I do as he asks and head to the one place I’ve been curious about but now have no desire to see. We spend the entire car ride in silence except for the sobs that escape every so often. I know I’m strong and a fighter, and don’t take shit from anyone. But this one piece of shit has me petrified. A slew of thoughts and emotions are hitting me left and right. I’m struggling to focus on the road, and the closer we get, the more dread weighs down on me.
“Park the car around back.”
I jump at the sound of his voice but again, do as I’m told even though there’s a part of me desperate to defy him. I ease the car down the side of the large brick building. The one thing I do notice is the lack of bikes and other cars. I pray that looks are deceiving and there are other people here. Maybe someone will come to my rescue? Farfetched, but it’s a small glimmer of hope I’m going to cling to. I pull the car into the grass and wait for his next instructions.
“Get out, slowly. One wrong move earns you a bullet to the back of the head.”
I reach for the handle, push the door open and all but fall out. My body isn’t wanting to cooperate, every muscle stiff. I hear the other door open and shut. Ace comes around the car and yanks me the rest of the way out by my hair. I yelp in pain and then from the rocks biting into my skin when he throws me on the ground.
“You’re fucking testing my patience.”
“You said slow, didn’t you?” I snap, not meaning to.
He barks out an evil laugh. “Oh, this is going to be fun.” He stalks over to me and points the gun at me again. “Inside.” I manage to find my footing and stand up. Warm blood trickles down my
legs from the scrapes. He’s on me faster than I can register, the gun now pressed against my spine. “Move.”
I eye the door up ahead, knowing that if I go through it, that’s it for me. I scan the area without moving my head, seeing if there is any way of escape or if someone would hear if I scream. The only thing I see in the distance is trees, and I don’t remember seeing any houses nearby when we pulled in. I’m screwed. I suck in a breath of air while putting one foot in front of the other. With each step I take, I recount all the sins I’ve committed and silently pray for forgiveness.
Why is it that when people are staring death in the face, they repent for the shit they’ve done in their lives? It’s a question I’ve always wondered about, but now I get it. I’m one of those people who pull out the faith card in dire need. But there’s something oddly comforting in the fact that the little time I have left, I at least acknowledged my wrongdoings.
My heart pounds away in my chest, and when I reach for the doorknob, I’m half convinced it’s going to fly out of my chest.
“What the hell is taking so long?” He swats my hand away and throws open the door, shoving me inside. I trip and fall onto the concrete floor. I scan the room and notice that I am, in fact, alone—with him. The door slams shut, and I whip my head to him. The most sinister grin I’ve ever seen is on this guy’s face, and if I was scared before, I’m fucking terrified now. He makes the devil look like a saint.

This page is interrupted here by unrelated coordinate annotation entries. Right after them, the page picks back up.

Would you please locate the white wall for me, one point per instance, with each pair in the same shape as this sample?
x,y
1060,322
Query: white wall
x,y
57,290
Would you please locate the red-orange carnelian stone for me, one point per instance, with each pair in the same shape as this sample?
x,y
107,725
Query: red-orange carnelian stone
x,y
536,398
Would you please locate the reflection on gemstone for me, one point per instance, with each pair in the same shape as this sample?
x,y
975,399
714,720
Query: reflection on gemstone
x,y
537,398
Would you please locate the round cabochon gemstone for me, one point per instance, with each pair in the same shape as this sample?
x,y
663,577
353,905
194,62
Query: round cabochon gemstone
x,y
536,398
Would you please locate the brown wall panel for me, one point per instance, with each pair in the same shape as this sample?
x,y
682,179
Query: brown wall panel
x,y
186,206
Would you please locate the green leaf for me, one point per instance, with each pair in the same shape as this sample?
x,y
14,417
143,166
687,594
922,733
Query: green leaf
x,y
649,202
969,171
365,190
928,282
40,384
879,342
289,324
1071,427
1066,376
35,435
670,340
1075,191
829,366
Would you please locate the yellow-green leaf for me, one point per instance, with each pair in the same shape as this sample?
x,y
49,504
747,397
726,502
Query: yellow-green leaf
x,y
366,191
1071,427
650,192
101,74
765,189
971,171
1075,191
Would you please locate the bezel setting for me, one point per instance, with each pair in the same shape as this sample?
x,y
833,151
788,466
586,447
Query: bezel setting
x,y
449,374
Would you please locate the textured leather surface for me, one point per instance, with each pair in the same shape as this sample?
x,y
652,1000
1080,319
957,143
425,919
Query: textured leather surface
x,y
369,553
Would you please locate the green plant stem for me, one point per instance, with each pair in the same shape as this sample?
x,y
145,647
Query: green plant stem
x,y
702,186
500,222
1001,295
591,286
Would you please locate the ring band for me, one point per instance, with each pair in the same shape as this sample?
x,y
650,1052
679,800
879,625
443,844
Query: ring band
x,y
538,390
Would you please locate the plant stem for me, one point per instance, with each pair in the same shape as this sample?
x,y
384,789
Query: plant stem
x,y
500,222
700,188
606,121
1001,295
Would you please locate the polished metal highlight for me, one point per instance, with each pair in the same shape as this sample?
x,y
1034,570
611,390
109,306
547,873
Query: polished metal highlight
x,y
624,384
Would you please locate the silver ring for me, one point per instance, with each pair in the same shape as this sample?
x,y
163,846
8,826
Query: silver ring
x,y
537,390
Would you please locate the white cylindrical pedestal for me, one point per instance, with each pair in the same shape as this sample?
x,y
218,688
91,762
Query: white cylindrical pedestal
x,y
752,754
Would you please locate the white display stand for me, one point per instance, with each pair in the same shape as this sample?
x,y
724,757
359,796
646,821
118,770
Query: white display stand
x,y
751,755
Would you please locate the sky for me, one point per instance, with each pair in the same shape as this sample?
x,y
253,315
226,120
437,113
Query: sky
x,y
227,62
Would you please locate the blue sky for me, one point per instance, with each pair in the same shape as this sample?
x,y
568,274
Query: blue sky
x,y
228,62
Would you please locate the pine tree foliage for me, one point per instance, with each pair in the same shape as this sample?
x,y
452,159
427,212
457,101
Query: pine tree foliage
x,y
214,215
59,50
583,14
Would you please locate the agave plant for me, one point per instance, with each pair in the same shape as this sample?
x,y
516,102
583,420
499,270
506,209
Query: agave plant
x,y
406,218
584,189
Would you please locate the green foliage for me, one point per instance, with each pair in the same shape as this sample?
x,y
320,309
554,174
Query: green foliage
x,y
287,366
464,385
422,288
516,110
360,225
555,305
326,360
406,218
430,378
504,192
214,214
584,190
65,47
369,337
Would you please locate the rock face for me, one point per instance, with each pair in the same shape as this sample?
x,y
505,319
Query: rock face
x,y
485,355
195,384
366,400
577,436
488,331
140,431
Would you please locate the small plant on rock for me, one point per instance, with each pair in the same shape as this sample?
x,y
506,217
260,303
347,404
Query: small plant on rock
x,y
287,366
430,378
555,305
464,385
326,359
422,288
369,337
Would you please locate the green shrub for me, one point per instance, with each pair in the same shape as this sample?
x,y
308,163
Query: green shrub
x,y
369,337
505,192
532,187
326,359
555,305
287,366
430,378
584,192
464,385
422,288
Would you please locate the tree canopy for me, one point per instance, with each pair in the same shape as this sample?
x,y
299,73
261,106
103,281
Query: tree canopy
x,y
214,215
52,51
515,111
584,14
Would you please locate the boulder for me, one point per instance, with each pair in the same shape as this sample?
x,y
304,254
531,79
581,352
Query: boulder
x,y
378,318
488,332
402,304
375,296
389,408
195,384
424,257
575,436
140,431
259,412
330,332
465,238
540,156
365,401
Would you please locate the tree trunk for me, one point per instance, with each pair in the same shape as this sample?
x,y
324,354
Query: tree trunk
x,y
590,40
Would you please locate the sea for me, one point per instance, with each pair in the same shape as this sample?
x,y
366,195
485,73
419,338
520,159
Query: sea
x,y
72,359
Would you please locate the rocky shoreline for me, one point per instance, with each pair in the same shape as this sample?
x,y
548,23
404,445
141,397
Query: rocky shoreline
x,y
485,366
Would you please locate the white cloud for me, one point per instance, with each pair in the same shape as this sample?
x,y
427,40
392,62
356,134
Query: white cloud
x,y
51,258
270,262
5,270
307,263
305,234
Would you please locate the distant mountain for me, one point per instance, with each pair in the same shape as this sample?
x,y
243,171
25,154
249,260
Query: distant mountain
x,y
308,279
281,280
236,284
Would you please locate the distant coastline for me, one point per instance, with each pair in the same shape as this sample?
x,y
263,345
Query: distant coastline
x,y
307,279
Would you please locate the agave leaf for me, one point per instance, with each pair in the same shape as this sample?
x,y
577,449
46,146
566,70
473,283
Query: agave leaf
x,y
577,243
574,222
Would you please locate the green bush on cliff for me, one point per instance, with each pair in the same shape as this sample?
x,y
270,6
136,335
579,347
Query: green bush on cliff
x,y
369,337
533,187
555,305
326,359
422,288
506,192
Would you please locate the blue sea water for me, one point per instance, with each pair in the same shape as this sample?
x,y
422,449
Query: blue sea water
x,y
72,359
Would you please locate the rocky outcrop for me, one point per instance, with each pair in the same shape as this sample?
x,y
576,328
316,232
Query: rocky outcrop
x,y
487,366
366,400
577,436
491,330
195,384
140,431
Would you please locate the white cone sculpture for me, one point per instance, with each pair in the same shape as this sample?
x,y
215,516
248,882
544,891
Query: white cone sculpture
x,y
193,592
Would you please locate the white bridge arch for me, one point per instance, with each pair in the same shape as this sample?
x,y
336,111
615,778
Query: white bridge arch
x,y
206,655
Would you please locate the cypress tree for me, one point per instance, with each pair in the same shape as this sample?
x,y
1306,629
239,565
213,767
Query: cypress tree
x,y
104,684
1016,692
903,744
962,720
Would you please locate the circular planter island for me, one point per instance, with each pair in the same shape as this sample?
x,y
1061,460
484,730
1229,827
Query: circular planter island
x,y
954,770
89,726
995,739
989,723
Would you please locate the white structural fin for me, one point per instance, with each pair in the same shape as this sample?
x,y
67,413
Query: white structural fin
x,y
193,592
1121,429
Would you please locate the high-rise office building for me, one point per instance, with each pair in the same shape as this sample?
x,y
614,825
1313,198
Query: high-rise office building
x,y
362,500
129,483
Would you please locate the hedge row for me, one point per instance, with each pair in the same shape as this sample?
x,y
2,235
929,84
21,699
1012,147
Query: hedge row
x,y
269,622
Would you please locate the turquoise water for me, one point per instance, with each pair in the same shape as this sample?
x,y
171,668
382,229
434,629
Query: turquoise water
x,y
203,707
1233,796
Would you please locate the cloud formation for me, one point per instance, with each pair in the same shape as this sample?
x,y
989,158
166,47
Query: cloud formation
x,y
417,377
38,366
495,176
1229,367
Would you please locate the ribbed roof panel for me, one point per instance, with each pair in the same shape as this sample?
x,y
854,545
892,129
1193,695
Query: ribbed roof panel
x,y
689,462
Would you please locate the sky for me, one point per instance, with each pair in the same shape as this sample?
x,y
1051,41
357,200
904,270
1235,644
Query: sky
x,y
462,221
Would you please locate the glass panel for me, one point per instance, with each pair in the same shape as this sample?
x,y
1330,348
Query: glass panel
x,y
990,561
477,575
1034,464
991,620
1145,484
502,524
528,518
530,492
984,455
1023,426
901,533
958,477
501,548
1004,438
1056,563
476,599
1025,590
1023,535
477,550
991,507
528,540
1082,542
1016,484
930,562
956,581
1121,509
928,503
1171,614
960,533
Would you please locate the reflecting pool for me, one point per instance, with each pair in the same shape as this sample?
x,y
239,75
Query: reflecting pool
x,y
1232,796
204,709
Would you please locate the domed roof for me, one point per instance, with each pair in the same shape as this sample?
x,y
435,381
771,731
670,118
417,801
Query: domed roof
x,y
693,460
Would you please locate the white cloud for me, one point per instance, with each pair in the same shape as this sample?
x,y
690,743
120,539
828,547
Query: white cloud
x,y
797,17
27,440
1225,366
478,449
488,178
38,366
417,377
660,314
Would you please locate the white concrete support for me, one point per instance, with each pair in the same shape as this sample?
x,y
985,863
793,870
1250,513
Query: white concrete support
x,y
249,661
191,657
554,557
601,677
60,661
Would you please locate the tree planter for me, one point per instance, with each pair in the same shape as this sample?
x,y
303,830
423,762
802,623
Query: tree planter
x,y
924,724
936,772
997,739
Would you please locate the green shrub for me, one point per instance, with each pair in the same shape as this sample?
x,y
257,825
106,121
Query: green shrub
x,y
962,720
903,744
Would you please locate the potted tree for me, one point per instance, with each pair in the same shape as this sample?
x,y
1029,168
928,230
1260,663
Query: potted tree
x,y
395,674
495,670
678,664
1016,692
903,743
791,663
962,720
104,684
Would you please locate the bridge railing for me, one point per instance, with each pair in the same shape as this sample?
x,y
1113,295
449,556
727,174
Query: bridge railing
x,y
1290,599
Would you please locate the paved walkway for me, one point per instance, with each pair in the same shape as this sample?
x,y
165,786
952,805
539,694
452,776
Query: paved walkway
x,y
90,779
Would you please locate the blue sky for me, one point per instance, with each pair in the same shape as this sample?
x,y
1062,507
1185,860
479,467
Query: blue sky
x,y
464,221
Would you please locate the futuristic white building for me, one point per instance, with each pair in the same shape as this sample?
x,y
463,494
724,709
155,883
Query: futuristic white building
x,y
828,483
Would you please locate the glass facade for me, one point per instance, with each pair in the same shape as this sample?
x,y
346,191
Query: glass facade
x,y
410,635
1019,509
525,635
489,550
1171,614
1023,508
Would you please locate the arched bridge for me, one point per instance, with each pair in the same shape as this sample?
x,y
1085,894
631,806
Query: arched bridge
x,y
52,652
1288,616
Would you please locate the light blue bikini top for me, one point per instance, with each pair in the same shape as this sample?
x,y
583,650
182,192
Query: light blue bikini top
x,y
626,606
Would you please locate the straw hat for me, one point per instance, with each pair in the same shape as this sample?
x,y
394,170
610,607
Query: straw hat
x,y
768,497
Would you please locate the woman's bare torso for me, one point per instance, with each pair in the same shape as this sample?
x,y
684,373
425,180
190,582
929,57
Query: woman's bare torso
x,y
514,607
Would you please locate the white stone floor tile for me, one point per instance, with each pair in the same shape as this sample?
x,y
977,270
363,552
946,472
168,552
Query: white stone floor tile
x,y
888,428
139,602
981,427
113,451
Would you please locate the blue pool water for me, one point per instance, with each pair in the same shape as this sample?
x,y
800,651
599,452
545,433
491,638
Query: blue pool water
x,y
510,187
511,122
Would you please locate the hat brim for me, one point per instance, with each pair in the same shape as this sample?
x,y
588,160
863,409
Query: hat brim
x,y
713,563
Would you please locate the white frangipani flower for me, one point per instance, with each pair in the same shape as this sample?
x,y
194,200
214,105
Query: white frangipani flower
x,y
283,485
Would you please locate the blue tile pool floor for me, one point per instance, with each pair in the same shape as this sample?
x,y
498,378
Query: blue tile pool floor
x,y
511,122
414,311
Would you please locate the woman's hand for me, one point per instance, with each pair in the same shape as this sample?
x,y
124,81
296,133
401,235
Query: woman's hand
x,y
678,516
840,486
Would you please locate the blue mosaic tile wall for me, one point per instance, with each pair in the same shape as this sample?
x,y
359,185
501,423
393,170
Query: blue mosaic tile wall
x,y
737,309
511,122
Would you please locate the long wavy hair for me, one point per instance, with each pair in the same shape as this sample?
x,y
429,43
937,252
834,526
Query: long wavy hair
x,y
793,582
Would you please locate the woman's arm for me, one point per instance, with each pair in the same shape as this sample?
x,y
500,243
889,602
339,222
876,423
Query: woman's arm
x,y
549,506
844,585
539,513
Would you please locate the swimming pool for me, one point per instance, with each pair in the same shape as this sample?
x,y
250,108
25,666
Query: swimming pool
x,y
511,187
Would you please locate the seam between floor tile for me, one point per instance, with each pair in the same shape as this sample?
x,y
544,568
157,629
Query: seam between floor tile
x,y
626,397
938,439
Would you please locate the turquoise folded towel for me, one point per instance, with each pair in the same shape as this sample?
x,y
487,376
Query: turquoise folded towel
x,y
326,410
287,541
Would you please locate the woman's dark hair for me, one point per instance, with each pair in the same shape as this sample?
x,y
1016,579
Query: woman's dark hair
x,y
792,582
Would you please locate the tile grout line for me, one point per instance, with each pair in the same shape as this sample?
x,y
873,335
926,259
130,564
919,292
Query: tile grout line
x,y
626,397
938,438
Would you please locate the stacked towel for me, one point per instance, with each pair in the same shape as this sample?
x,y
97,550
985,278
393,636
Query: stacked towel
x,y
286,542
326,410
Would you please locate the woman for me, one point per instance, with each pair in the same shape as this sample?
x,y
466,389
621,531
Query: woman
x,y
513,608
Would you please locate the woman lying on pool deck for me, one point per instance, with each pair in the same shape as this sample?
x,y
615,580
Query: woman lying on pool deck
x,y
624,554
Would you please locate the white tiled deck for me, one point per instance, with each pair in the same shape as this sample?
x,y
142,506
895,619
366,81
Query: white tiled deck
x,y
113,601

I dart to my feet, knowing it’s the wrong move, but my flight response is in overdrive, fear my motivator. The sound of a gunshot has me covering my head and tripping over my feet, falling back to the floor. Sobs heave from my chest as I lie there curled up on my side. Footsteps echo through the space as Ace approaches me. He grabs hold of my hair again and pulls me to my feet, so I’m at eye level with him. I cry out in pain, digging my nails into his forearms, hoping he’ll release me.